Re: Newspaper article

David Marten (
Tue, 28 May 1996 17:47:43 -0700

Our local paper ran a shortened version of this AP article and I wondered
what the actual questions were that were asked. It did not take me long to
find the NSF report upon which these newspaper articles were based. It is
located at the following address:

Chapter 7 deals with the science and economics literacy survey.

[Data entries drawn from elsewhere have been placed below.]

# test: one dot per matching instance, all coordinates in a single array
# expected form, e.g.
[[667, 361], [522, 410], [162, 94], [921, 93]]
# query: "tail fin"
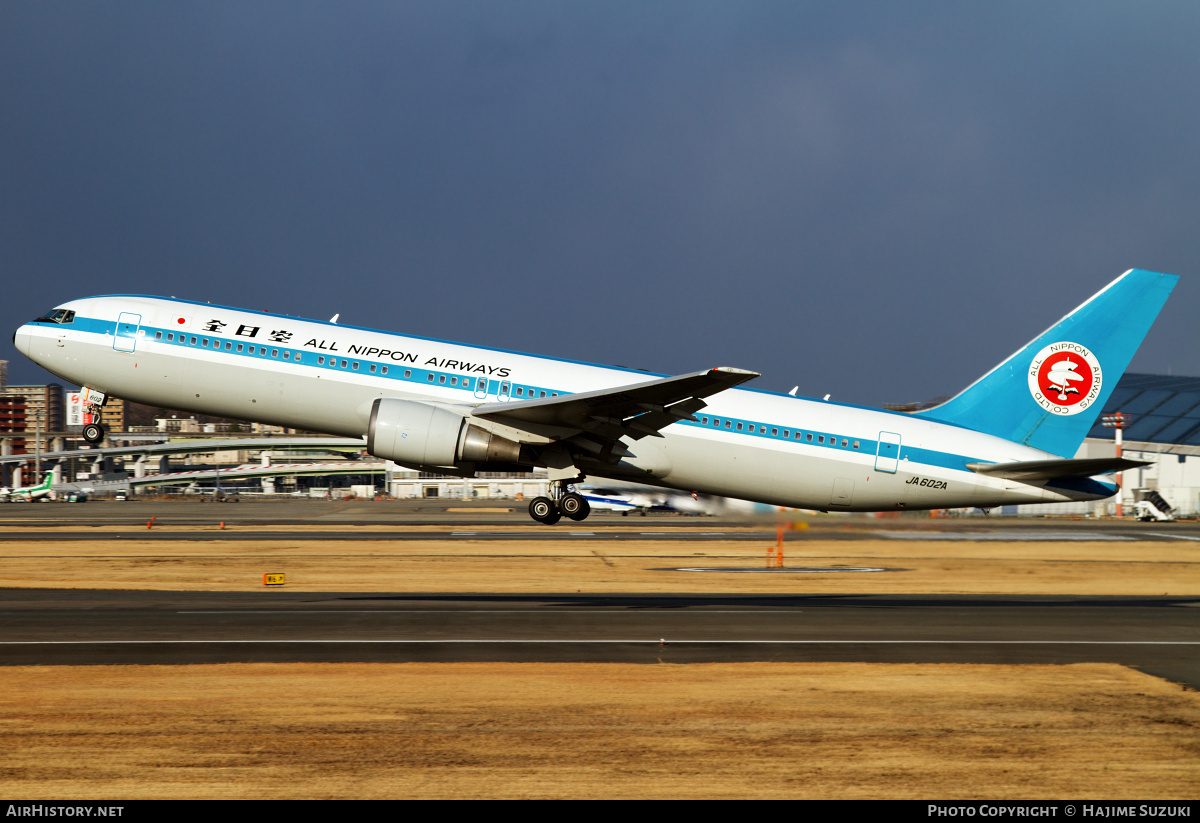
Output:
[[1049, 394]]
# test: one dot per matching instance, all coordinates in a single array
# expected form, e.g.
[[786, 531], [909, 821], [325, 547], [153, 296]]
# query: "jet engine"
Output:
[[421, 434]]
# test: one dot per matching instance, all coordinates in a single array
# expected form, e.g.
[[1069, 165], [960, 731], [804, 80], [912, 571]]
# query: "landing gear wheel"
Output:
[[544, 510], [575, 506]]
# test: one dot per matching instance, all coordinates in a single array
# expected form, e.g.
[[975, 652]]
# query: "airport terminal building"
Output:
[[1163, 428]]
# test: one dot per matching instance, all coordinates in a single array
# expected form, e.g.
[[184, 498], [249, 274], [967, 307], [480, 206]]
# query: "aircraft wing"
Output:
[[1055, 469], [635, 410]]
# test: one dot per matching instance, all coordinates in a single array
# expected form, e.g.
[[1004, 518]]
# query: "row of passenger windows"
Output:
[[262, 350], [789, 434], [481, 385]]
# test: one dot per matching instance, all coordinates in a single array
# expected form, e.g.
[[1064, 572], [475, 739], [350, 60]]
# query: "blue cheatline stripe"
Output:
[[467, 384]]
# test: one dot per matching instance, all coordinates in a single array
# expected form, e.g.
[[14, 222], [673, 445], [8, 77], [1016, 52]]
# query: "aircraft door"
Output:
[[887, 456], [126, 338]]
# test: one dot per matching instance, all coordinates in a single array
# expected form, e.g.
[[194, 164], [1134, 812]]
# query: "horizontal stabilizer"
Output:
[[1055, 469]]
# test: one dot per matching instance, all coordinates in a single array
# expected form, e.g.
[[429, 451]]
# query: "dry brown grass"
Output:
[[577, 564], [597, 731], [589, 730]]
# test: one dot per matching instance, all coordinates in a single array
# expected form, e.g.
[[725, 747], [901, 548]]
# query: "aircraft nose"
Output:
[[21, 340]]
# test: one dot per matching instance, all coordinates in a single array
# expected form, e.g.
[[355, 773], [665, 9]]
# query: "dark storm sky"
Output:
[[874, 199]]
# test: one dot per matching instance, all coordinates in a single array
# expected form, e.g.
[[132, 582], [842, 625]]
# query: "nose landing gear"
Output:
[[93, 402]]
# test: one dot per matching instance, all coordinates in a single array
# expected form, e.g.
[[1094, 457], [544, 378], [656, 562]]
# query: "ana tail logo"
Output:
[[1065, 378]]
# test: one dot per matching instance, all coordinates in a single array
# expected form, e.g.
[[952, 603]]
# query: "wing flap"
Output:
[[636, 410]]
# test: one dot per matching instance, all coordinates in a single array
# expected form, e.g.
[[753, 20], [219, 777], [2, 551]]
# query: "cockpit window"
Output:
[[57, 316]]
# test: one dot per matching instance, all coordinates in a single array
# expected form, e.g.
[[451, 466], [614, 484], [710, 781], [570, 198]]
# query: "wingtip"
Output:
[[739, 372]]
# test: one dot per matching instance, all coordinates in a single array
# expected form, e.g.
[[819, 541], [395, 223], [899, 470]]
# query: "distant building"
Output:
[[45, 409], [12, 425], [1164, 428]]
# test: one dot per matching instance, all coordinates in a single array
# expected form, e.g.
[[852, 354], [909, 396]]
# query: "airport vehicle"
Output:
[[439, 406], [29, 492], [1153, 508]]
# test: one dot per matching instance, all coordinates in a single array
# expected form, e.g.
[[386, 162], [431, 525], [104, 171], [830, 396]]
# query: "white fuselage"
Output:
[[316, 376]]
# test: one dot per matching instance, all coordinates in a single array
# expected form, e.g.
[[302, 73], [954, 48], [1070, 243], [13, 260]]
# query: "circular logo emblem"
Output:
[[1065, 378]]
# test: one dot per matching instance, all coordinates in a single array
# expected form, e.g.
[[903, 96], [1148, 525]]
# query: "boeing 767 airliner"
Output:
[[459, 409]]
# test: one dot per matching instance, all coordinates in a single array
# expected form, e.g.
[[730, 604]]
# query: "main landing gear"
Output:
[[569, 504], [93, 403]]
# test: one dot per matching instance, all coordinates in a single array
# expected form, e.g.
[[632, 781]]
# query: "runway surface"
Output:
[[1157, 635], [59, 626]]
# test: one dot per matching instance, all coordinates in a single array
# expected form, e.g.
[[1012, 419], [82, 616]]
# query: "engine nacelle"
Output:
[[421, 434]]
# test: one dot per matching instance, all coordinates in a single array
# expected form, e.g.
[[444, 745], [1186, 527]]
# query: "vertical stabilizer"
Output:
[[1049, 394]]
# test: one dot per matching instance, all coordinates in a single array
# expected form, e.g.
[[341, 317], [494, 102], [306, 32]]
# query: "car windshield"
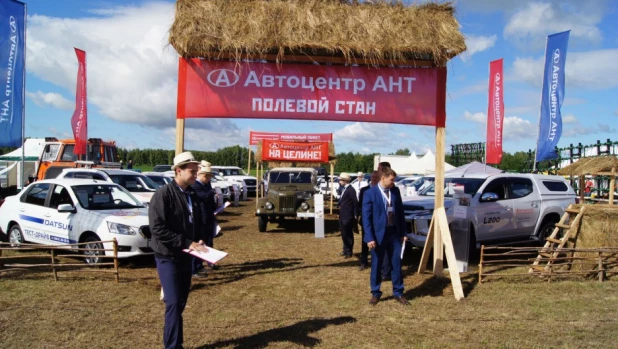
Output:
[[160, 180], [232, 172], [162, 168], [471, 186], [290, 177], [104, 197], [135, 183]]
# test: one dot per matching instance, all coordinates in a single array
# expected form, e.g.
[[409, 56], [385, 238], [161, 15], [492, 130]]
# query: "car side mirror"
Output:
[[490, 197], [66, 208]]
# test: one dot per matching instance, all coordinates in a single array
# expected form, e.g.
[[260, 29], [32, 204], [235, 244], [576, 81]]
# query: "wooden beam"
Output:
[[428, 246], [612, 186], [438, 251], [180, 136], [315, 59], [440, 215]]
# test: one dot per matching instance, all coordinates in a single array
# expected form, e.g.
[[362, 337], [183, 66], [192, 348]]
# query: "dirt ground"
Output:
[[287, 289]]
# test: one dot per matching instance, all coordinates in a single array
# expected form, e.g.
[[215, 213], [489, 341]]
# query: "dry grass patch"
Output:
[[289, 290]]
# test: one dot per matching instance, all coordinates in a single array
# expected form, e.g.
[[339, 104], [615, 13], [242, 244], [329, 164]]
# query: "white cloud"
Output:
[[477, 44], [569, 119], [132, 73], [50, 99], [588, 70], [529, 26]]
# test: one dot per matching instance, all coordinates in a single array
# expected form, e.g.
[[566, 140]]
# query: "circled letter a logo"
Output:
[[223, 77]]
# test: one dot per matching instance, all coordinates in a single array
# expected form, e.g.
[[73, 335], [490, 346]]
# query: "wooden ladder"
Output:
[[553, 244]]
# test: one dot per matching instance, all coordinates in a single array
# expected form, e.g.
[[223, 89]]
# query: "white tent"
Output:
[[11, 162], [411, 165]]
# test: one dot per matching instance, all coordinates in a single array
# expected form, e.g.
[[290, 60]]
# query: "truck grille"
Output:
[[287, 204], [145, 231]]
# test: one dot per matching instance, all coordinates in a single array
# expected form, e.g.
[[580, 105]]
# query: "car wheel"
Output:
[[92, 250], [16, 238], [262, 223]]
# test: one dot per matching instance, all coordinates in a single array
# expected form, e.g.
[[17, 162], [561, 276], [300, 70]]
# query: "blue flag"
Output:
[[550, 122], [12, 72]]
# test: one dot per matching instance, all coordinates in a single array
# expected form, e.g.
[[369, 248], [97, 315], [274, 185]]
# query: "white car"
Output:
[[138, 184], [69, 211], [236, 175]]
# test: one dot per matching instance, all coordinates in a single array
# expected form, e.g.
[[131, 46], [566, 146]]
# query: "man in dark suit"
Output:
[[375, 178], [384, 226], [348, 206]]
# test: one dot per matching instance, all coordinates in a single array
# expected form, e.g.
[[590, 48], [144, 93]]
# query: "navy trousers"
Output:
[[175, 276], [387, 252]]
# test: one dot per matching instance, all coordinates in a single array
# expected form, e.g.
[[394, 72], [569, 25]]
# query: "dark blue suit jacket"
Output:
[[374, 214]]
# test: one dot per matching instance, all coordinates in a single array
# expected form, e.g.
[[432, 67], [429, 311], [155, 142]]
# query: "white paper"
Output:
[[227, 203], [212, 256]]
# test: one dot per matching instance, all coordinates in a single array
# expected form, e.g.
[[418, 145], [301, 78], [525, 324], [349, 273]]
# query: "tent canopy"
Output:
[[33, 149]]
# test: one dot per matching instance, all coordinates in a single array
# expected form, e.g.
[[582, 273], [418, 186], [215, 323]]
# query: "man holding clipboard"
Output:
[[175, 223]]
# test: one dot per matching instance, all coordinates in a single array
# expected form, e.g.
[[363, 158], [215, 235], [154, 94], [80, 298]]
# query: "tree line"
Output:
[[346, 162]]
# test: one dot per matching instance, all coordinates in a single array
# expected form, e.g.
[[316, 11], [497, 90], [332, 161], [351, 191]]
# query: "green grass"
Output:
[[287, 289]]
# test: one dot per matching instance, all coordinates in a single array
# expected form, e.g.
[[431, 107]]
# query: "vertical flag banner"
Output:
[[495, 113], [79, 121], [550, 121], [12, 72]]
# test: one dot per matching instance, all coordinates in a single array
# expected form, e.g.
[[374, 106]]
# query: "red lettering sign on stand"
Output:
[[294, 151], [256, 137], [226, 89]]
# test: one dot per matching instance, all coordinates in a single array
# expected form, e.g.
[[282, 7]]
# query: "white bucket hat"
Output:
[[183, 159]]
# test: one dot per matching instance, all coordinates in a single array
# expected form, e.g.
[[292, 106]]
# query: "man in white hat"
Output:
[[348, 206], [208, 204], [175, 223]]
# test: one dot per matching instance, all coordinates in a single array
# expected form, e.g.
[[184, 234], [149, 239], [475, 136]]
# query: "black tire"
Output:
[[92, 257], [545, 231], [262, 223], [15, 236]]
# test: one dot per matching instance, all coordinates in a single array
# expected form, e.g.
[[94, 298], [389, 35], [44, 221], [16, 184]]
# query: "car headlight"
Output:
[[122, 229]]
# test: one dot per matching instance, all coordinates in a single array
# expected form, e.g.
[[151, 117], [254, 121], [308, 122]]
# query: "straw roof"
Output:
[[590, 166], [378, 32]]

Also
Appendix table 7-7 lists the questions and numeric results for the
scientific understanding data.

One can view this data using the Acrobat reader.

In response to the posting made by Kenneth Feucht, I would tend to agree
that the statements mentioned could be misleading to many and that the data
therefore may not reflect true scientific understanding and knowledge.
However, there may have been an opening general statement given to the
surveyees which went something like: Respond to the following statements
using your knowledge of scientific facts and theories that are generally
accepted by most scientists today. If a statement like this is not included,
then the questions mentioned by Kenneth Feucht (and a few other ones, like:
the universe began with a big explosion) could be answered in different ways
by knowledgeable individuals, resulting in inaccurate survey results.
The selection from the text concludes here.